Bishop Emeritus and Sixth Bishop of Brooklyn Is Dead at the Age of 89
Bishop Emeritus Thomas V. Daily, who served as the sixth Ordinary Bishop of the Diocese of Brooklyn from 1990 to 2003, died at 12:02 a.m. on Monday, May 15. He was 89 years old and had been in failing health.
He had been residing for the past 14 years at Bishop Mugavero Residence for retired priests in Douglaston, where he died.
A Mass of Christian Burial was scheduled for the chapel at Immaculate Conception Center, Douglaston, on Friday, May 19, at 11 a.m.
Following the liturgy, he will be entombed in the Bishops’ Crypt beneath the main chapel, where the previous five Bishops of Brooklyn are interred.
A public wake was scheduled to be held at St. James Cathedral-Basilica, Downtown Brooklyn, on Thursday, May 18, 2-9 p.m. A Mass of transferal will be celebrated at 7:30 p.m.
“Bishop Daily was a man who personified the Second Vatican Council’s call for a preferential option for the poor,” Bishop Nicholas DiMarzio said. “He ministered to indigenous people amidst poverty in Peru, women in crisis pregnancies, as well as new and often poor immigrants living in Brooklyn.
“He never acted out of malice or to further his own self-interest.
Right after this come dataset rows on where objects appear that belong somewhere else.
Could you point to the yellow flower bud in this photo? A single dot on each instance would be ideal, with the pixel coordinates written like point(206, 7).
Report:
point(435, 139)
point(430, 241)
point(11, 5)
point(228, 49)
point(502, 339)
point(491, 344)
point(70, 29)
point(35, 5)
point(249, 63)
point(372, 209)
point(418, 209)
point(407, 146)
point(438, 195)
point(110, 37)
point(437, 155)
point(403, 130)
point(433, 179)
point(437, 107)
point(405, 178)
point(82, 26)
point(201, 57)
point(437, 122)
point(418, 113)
At heart he was a missionary. I suspect he wished he could have remained in the missions his entire life,” Bishop DiMarzio added.
Born Sept. 23, 1927 in Belmont, Mass., the future bishop attended Belmont public schools, Boston College, and St. John’s Seminary, Brighton, Mass.
He was ordained as a priest on Jan. 10, 1952. He served as a parish priest at St. Anne’s parish, Wollaston, Mass., 1952-60, and then went to serve in the missions in Peru with the St. James Society, 1960-65.
Returning to Boston, he was assigned again at St. Anne’s, Wollaston, Mass., 1965-71, before being named secretary to Boston’s Cardinal Humberto Medeiros, 1971-75.
He was ordained an Auxiliary Bishop of the Archdiocese of Boston on Feb. 11, 1975. His episcopal motto was “Dominus Lux Mea – The Lord Is My Light.”
In 1976, he was named Vicar General of the Archdiocese of Boston. He also served as coordinator of the Spanish Apostolate, Episcopal Moderator of the Spanish Apostolate, and was the administrator of the Archdiocese of Boston after the death of Cardinal Medeiros, Sept. 17, 1983 to March 23, 1984.
On Oct. 24, 1984, he was named the founding Bishop of the Diocese of Palm Beach, Fla.
Almost six years later, on Feb. 20, 1990, he was appointed by Pope John Paul II as the sixth Bishop of Brooklyn, succeeding Bishop Francis J. Mugavero who retired because of age. He took canonical possession of the Brooklyn Diocese on April 16, 1990, at St. James Cathedral-Basilica, Downtown Brooklyn. A public installation was held on April 18, 1990, at Our Lady of Perpetual Help Basilica, Sunset Park.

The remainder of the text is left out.